By Jami Denison
Stories that weave a protagonist in World War II Europe with a modern-day heroine have become so popular that authors not known for this genre are jumping on the train. Southern fiction writer Karen White (I reviewed The Night The Lights Went Out in 2017 and Dreams of Falling in 2018. Links are to reviews.) is the latest to dip her toe into these popular waters, taking one of her Southern characters and sending her into an exploration of the past. While the tone of The Last Night in London is a tad uneven, the book is a winner, in some places as moving and heartfelt as Ian McEwan’s Atonement.
Georgia native Maddie Warner (a character from White’s Falling Home series) avoids her hometown and the pain of losing her grandmother and mother to breast cancer through her work as a globetrotting freelance journalist. When she discovers a distant relative, Precious DuBose, lives in London and worked for the French Resistance during World War II as a model, she proposes an article about fashion during the war. The project reunites her with her college friend Arabella and with Precious’s surrogate nephew, Colin, whom she rejected in college. But as Maddie gets closer to Precious, she starts to question her own attitude toward life. Does her history really mean she needs to hold people at arm’s length?
The book alternates between Maddie’s first-person point-of-view in 2019, and the third-person point-of-view of Precious’s best friend and fellow model, Eva, in 1939 London. As the drums of war beat louder, Eva meets aristocratic Graham St. James, whose wealthy family would never approve of a laundry maid’s daughter like Eva. So she changes her name, reinvents her past, and she and Graham fall deeply in love, which strengthens her friendships with Precious and with Graham’s sister Sophia (Colin’s grandmother, deceased in the present-day timeline). But the wrong person discovers Eva’s lies, jeopardizing everything.
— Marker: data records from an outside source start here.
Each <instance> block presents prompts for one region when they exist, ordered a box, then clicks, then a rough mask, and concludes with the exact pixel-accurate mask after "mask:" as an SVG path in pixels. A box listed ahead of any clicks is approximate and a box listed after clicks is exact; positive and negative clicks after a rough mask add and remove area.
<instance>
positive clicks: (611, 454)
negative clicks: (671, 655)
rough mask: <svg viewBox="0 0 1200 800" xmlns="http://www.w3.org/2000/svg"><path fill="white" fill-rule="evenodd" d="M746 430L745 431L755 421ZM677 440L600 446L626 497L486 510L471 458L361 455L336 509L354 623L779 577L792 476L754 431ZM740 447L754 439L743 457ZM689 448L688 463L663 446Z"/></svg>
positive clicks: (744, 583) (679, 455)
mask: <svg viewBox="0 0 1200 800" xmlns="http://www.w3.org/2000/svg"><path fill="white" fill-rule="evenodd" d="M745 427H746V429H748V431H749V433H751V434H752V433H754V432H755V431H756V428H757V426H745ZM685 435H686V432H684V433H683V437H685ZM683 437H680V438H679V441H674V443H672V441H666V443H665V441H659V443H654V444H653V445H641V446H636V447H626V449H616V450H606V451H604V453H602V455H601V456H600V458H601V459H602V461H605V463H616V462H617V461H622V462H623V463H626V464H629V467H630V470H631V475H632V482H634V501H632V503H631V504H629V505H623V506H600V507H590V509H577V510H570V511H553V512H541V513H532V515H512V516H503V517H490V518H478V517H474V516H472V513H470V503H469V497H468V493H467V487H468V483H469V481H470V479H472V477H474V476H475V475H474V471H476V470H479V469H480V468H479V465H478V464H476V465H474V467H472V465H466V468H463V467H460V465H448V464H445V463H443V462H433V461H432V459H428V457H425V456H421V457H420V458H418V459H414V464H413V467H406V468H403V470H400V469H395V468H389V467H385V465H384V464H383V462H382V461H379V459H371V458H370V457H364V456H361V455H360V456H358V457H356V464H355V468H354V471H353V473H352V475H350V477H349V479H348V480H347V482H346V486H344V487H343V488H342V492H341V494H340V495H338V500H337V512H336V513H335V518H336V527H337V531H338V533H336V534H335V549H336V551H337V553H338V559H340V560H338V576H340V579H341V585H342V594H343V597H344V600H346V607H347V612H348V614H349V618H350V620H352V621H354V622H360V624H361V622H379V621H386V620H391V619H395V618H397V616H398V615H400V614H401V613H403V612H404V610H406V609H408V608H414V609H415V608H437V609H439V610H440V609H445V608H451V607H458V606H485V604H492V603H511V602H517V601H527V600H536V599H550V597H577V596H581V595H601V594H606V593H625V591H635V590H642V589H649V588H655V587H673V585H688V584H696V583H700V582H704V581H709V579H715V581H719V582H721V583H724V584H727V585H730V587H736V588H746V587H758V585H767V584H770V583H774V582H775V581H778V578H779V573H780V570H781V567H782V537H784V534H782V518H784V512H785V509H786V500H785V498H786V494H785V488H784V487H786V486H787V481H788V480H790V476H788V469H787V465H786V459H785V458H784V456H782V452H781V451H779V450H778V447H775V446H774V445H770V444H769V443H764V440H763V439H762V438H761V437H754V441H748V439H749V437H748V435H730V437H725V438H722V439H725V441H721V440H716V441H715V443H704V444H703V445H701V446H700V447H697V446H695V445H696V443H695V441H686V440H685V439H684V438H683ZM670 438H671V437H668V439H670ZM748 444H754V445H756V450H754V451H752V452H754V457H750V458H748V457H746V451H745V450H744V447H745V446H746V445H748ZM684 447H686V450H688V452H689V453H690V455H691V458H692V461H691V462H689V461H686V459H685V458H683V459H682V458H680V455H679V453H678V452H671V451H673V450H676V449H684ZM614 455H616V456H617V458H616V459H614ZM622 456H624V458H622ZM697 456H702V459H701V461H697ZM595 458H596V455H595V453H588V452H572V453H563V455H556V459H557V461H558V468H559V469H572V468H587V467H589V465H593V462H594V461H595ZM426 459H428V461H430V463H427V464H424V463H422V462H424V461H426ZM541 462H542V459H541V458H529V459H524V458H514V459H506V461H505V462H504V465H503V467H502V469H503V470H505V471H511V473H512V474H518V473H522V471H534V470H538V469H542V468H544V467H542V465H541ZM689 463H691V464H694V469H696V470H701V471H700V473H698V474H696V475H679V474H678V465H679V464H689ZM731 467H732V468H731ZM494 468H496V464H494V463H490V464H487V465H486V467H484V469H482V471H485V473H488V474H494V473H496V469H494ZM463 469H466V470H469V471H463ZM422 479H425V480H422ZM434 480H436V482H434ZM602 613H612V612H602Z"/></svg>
I loved The Last Night in London, even though I predicted every plot twist and revelation. Eva is an atypical World War II heroine—she has faults and weaknesses; she isn’t noble. But her drive to better her life and better herself is admirable, and she’s a very likeable character. Most WWII heroines are so brave and their missions so dangerous, I can’t identify with them. Eva is very human.
My only quibble is that the tone was a little uneven. The novel literally and figuratively starts with a bang—a prologue in which a woman during the Blitz tries to get a baby to safety. In the first two chapters, we meet Maddie, Arabella, and Colin, and I felt like I was dropped in the middle of a rom com. I love rom coms, but after that hugely tense and emotional prologue, the banter in the first two chapters didn’t sit well with me. As I got deeper into the story, though, Maddie became less of a romcom heroine cliché, and the dialogue became more meaningful as well. Usually the present-day heroine can’t compete with the World War II protagonist in novels with this structure, but with Maddie actively investigating Precious and Eva’s past, the link between them was significant, and both protagonists were worth rooting for.
While The Last Night in London is a good addition to the TBR pile of readers in this genre, fans of Atonement, Kate Morton’s The Secret Keeper, and Kate Atkinson’s Life After Life and A God in Ruins definitely shouldn’t miss it.
Thanks to Berkley for the book in exchange for an honest review.